Search code examples
rfunctionautomationlabelfactors

Dynamic assignment to variables of a dataframe for adding value labels in R, use of factors, set_labels of "sjmisc" package


I want to assign value labels to numeric data so that the labels get displayed when I to tabulation OR generate some charts. Keeping this in mind I thought of using factors so that I can assign the labels and when needed generate some statistics like mean using the numeric values in the levels.
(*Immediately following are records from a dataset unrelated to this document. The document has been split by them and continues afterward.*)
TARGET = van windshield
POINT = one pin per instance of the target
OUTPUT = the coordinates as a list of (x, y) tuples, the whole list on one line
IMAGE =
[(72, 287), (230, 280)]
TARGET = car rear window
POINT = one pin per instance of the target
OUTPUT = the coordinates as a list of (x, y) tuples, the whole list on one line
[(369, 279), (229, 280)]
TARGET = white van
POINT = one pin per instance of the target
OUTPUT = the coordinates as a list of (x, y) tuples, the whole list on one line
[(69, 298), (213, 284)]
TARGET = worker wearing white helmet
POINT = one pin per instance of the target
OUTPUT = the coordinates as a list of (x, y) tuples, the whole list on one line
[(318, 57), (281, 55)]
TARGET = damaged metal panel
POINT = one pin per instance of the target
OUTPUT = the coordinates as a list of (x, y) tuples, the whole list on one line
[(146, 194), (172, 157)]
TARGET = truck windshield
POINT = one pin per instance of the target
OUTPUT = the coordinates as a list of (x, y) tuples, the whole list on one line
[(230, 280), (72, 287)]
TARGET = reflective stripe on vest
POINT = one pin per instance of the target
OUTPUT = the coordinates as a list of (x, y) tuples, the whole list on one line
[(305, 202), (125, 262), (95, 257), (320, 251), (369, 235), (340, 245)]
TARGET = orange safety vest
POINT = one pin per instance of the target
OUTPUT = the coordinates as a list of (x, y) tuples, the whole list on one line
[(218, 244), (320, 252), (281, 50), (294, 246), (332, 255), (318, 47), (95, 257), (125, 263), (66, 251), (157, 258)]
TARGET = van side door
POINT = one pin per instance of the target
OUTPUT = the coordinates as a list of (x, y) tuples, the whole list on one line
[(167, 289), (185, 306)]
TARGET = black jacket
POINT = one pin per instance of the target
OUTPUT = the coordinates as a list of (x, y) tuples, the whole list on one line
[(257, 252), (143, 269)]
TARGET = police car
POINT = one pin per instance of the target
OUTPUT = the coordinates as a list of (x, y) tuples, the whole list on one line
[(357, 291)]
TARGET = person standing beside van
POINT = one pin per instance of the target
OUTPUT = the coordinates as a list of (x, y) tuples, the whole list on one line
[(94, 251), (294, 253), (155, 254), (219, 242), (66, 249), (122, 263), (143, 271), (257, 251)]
My database has more than 150 variables and I need to assign value labels to around 120 of these variables. Variable to Variable to value labels would differ, might be same for few variables.

To illustrate the problem and to seed up the execution I created a sample data as below -

Q1 <- sample(1:5,20,replace = T)
Q2 <- sample(1:5,20,replace = T)
Q3 <- sample(1:5,20,replace = T)
Q4 <- sample(1:5,20,replace = T)
Q5 <- sample(1:5,20,replace = T)

df <- as.data.frame(cbind(Q1,Q2,Q3,Q4,Q5))
class(df)

I have a separate data frame that has the value and the labels for each question

mylabel <- data.frame(Q1 = 1:5,Q1_desc = c("Strongly Disagree","Disagree","Neither","Agree","Strongly Agree"),
                  Q2 = 1:5,Q2_desc = c("Strongly Disagree","Disagree","Neither","Agree","Strongly Agree"),
                  Q3 = 1:5,Q3_desc = c("Strongly Disagree","Disagree","Neither","Agree","Strongly Agree"),
                  Q4 = 1:5,Q4_desc = c("Strongly Disagree","Disagree","Neither","Agree","Strongly Agree"),
                  Q5 = 1:5,Q5_desc = c("Strongly Disagree","Disagree","Neither","Agree","Strongly Agree"))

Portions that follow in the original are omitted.